Jesús de Nazareth, mi dios de la pantalla chica

Jesus de Nazareth

Cuando era chica, todos los años para Semana Santa se sintonizaba en casa, aunque estuviera de fondo, la película Jesús de Nazareth (1977). Para mí era un momento importante, ya que me permitía ponerle cara, voz y personalidad al Cristo que mi abuela amaba tanto.




Aunque mis padres no son católicos –y yo tampoco–, estuve en colegios que sí lo eran, y mi abuela materna es hasta el día de hoy la persona más creyente que conozco. Es su verdadera pasión: todo lo que habla y lo que piensa está cruzado por las enseñanzas de la Biblia.

Pasé mucho tiempos de mi infancia en la casa de mis abuelos, veraneando con ellos o acompañándolos algunos fines de semana. Ahí se rezaba antes de cada comida y cuando me acostaban mi abuela hacía una cruz en mi frente, gesto que hasta ahora asocio al cuidado y amor que me tiene. Yo estaba convencida en ese entonces del milagro de dios: cuando el frasco de mermelada no se abría, mi abuela posaba su mano, cerraba los ojos, lo invocaba y la tapa se aflojaba. Y si algo me dolía, una palabra del señor bastaba para sanarme. Y es que proponía un mundo mágico, con ángeles y milagros bíblicos de un hombre bondadoso, sabio y amistoso llamado Jesús.

Por eso la producción anglo italiana Jesús de Nazareth (1977), de Franco Zeffirelli, era sumamente simbólica para mí. Durante Semana Santa podía ver y sentir vivo a ese hombre que conocía y amaba gracias a mi abuela.

La película, de más de seis horas, dividida en cinco capítulos, es un clásico para muchas y muchos chilenos. No es menor: hace 38 años que TVN la transmite durante todo el fin de Semana Santo -¿seremos uno de los pocos países de Latinoamérica en que esto sucede sagradamente?– y verla es una tradición para muchas familias.

Yo actualmente casi no veo televisión, pero en mi mente quedaron grabadas esas tardes del fin de semana largo, sin tareas para el colegio, comiendo marraqueta con mantequilla mientras en la pantalla Jesús oficiaba la última cena y daba pistas a sus discípulos sobre quién sería el traidor: "El que ni moje el pan cuando yo moje el mío". Me acuerdo que temblaba de miedo con esa frase.

Cuando llegaba el momento de su pasión, ningún adulto censuraba –ni siquiera cuando la veía en catequesis del colegio– esas sangrientas escenas donde Jesús era azotado contra la pared con una corona de espinas clavada en su frente. Sin embargo, nos decían que no podíamos ver Dragon Ball Z, porque era muy violento. Ver el sufrimiento de Cristo, sentirlo como propio y llorar como María Magdalena y la Virgen era parte del sentido de recogimiento y pena que una tenía que sentir.

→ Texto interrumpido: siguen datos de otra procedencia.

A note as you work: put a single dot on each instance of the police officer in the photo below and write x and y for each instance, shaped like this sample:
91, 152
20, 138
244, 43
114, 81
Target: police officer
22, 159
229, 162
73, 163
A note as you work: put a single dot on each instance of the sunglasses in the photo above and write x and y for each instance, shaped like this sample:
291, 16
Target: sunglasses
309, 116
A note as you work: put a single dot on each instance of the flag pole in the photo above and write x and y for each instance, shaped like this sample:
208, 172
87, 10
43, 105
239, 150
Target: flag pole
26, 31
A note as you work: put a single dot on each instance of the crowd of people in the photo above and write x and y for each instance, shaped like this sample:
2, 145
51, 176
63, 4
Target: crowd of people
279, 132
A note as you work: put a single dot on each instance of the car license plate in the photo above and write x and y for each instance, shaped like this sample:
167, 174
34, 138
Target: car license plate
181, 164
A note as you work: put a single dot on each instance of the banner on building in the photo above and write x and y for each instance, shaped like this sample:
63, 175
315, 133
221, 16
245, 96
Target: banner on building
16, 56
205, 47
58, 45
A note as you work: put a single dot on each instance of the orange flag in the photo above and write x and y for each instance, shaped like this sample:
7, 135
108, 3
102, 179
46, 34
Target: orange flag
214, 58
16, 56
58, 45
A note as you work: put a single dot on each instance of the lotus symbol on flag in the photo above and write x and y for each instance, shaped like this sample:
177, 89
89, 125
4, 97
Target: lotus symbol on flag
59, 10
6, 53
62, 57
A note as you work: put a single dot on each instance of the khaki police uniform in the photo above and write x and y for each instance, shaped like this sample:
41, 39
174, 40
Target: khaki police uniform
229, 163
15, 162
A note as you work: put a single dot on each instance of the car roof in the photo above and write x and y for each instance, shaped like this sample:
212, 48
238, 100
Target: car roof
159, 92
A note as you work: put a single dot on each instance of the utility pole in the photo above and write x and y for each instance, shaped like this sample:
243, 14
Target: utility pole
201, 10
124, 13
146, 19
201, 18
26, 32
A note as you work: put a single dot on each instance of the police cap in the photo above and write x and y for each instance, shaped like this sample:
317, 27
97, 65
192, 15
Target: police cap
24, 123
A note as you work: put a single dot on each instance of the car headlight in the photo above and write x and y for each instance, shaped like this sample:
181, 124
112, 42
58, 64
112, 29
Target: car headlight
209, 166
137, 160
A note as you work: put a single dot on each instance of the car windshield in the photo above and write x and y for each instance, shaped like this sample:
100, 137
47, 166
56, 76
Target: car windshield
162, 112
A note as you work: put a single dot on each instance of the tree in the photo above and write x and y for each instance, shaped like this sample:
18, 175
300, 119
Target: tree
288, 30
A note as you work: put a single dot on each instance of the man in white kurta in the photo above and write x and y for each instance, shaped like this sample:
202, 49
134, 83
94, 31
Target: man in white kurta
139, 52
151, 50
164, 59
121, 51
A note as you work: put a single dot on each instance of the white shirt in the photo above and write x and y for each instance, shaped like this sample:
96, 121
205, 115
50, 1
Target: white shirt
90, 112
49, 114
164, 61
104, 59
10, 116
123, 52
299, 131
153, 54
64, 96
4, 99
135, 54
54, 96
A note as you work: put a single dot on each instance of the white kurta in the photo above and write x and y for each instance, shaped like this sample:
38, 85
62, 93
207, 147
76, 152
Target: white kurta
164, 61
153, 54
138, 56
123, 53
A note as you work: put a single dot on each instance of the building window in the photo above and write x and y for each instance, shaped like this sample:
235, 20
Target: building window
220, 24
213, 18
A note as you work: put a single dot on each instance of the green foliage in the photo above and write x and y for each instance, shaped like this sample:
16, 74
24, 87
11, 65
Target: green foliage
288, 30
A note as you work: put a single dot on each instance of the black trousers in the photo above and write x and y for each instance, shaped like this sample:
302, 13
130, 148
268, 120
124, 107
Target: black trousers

La película me transmitía esa horrible culpa por su muerte y no podía evitar imaginar qué hubiese pasado si lo salvábamos. Cómo sería todo si Jesús siguiera vivo.

Robert Powell era mi dios de la pantalla chica. Y es que nos convenció a muchos con su excelente interpretación de que él era el mesías. Su mirada azul transparente, su look arapiento de hombre humilde y su expresión de verdadero amor al prójimo, estandarizó tanto la imagen de Jesús que en todas partes del mundo comenzó a adornar casas, iglesias y capillas.

Y acá en Chile, por el televisor, ese artefacto casi olvidado en algunas casas, Robert Powell aún nos acompaña inmortal durante el fin de semana largo.